Not the response I was hoping for.
For those of you following along, I’m very suspicious of books that climb to the top of the bestseller lists (see? look! Solar by Ian McEwan is at #1 though it got panned by nearly everyone who reviewed it…)
And there is Michael Lewis, sitting pretty at the top of the list, being bought at an unprecedented pace. It took me 3 bookstores to get my copy.
So, rather than be a hypocrite (sooo distasteful), I decided to simply make an arbitrary new rule (of course, creative and fun).
New rule, people.
Everyone gets a “Celebrity Exemption” on BookSnob. You know, the Celebrity Exemption is the celebrity you would sleep with if you broke your marriage vows, and got a hall pass for one steamy night. (Answer: Jake Gyllenhaal, George Clooney, Mark Ruffalo, Bradley Cooper. Oh wait? Is it only one? Woops, sorry hon.)
Okay, well, I digress.
If we are going to be picky about books, let’s face it, we all are going to need a BookSnob Exemption from time to time.
I pick Michael Lewis.
I really don’t care if he’s a lightweight. Because he is damn entertaining.
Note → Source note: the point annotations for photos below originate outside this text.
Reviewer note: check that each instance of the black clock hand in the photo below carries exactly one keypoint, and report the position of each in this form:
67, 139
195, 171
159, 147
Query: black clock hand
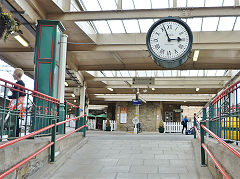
167, 34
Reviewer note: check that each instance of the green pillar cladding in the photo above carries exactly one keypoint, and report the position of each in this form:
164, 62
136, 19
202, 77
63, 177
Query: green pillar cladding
47, 61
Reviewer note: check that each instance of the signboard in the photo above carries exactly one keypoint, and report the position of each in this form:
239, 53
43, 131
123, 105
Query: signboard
123, 116
135, 121
143, 81
136, 102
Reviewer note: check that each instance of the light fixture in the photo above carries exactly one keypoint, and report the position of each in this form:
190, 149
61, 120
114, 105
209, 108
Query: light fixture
66, 84
20, 39
195, 56
110, 89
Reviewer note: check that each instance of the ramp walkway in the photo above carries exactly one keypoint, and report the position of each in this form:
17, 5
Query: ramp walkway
117, 155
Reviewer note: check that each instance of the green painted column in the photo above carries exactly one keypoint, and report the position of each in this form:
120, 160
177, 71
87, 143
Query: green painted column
47, 67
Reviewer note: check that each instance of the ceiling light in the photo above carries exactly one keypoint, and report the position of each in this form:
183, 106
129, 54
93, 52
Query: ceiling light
20, 39
110, 89
195, 56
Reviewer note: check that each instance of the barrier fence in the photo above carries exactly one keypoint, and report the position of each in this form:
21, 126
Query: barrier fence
38, 115
220, 119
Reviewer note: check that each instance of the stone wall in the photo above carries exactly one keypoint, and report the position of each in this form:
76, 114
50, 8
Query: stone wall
190, 110
13, 154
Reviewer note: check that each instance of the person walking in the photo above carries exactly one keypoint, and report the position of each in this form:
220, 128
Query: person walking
184, 123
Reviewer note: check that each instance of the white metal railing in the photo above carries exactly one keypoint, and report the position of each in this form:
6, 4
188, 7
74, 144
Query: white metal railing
113, 125
92, 124
176, 127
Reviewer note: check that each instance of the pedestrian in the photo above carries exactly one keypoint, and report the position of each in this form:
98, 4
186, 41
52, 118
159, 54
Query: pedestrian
184, 123
17, 92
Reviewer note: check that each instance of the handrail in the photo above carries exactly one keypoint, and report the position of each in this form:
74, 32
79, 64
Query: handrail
224, 93
216, 162
33, 91
236, 153
42, 149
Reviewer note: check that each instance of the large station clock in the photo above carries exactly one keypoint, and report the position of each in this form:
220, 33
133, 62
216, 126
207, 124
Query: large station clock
169, 42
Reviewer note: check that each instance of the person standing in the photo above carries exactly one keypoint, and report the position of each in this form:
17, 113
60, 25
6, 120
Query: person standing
184, 123
17, 93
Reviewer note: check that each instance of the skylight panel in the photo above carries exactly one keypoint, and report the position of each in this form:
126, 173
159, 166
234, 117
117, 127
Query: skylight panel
116, 26
210, 23
226, 23
145, 24
237, 25
228, 2
108, 73
141, 73
168, 73
156, 4
213, 3
108, 4
102, 27
124, 73
193, 72
131, 26
195, 24
127, 4
91, 5
142, 4
181, 3
220, 72
195, 3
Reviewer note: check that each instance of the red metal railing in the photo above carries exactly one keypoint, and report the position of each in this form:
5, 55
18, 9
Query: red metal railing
236, 153
224, 173
42, 149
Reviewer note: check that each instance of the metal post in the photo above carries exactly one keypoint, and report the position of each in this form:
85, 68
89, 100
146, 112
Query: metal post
84, 123
203, 162
53, 140
195, 125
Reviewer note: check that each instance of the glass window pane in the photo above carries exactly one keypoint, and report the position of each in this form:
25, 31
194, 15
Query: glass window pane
195, 24
226, 23
213, 3
102, 27
156, 4
127, 4
131, 26
108, 4
195, 3
142, 4
116, 26
91, 5
228, 3
145, 24
181, 3
237, 25
210, 23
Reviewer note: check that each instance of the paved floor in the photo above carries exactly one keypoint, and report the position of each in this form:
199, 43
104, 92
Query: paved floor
128, 156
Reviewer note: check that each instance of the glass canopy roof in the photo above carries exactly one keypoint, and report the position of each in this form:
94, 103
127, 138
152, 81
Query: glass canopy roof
142, 25
157, 73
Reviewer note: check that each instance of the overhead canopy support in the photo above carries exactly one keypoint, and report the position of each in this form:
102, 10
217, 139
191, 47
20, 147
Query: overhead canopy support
147, 13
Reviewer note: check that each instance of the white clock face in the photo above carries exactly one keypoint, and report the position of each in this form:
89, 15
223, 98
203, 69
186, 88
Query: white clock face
169, 40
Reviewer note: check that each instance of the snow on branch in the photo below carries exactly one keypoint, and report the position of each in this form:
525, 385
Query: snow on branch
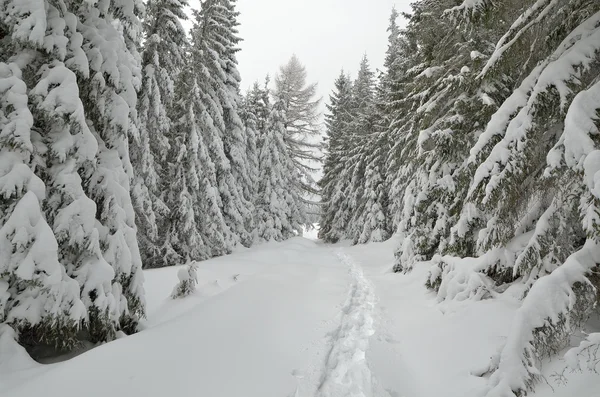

Lewis is a consummate storyteller. I can tell you that first hand. In a past life, I actually hired him to speak at my then company’s corporate event. He came and actually played Liar’s Poker with the attendees in the evening and the next day, dazzled us with tales of how Billy Beane begged him to cut the swearing from Moneyball because his mother would not approve. He was mesmerizing and charming. One hour with Lewis was not long enough.
No doubt many of you are exposed to him through the recent The Blind Side (based on his book of the same name). But Liar’s Poker & Moneyball are just great tales. I am deep into The Big Short and remembering why I so love his books.
Midnight, 12:30a, 1:00a.
Ug! Put it down!
Lewis has this uncanny knack of delivering a very detailed analysis of an industry or a topic by breaking it down into digestible chunks. He makes you want to know more. I am not a financial industry lightweight, but the mortgage industry does get hopelessly confusing (not to mention dreadfully dull), but I am following along, people. Because Lewis doesn’t just go deep on subprime mortgages and CMOs–he lets the people involved tell the tale. He captures the human side of the story. He gives you plenty of facts, but somehow really makes you care.
You want to have some scary details about how our financial markets were hopelessly intertwined and all generally riding on the ‘greater fool’ theory–read this book. It’s fascinating. It plays like a sequel to Liar’s Poker–the steamy underbelly of Solomon Brothers, the bond department, lives another day!
Plus, Michael Lewis is funny. Oh, and I am a sucker for funny men. The proof is in this quick NPR podcast. He’s self-effacing. He has a sincere laugh. He seems like the kind of guy who would be fun to have a beer with and…ahem, discuss the book with.
Who’s your BookSnob exemption?
Your secret, guilty, decidedly unsnobbish reading pleasure?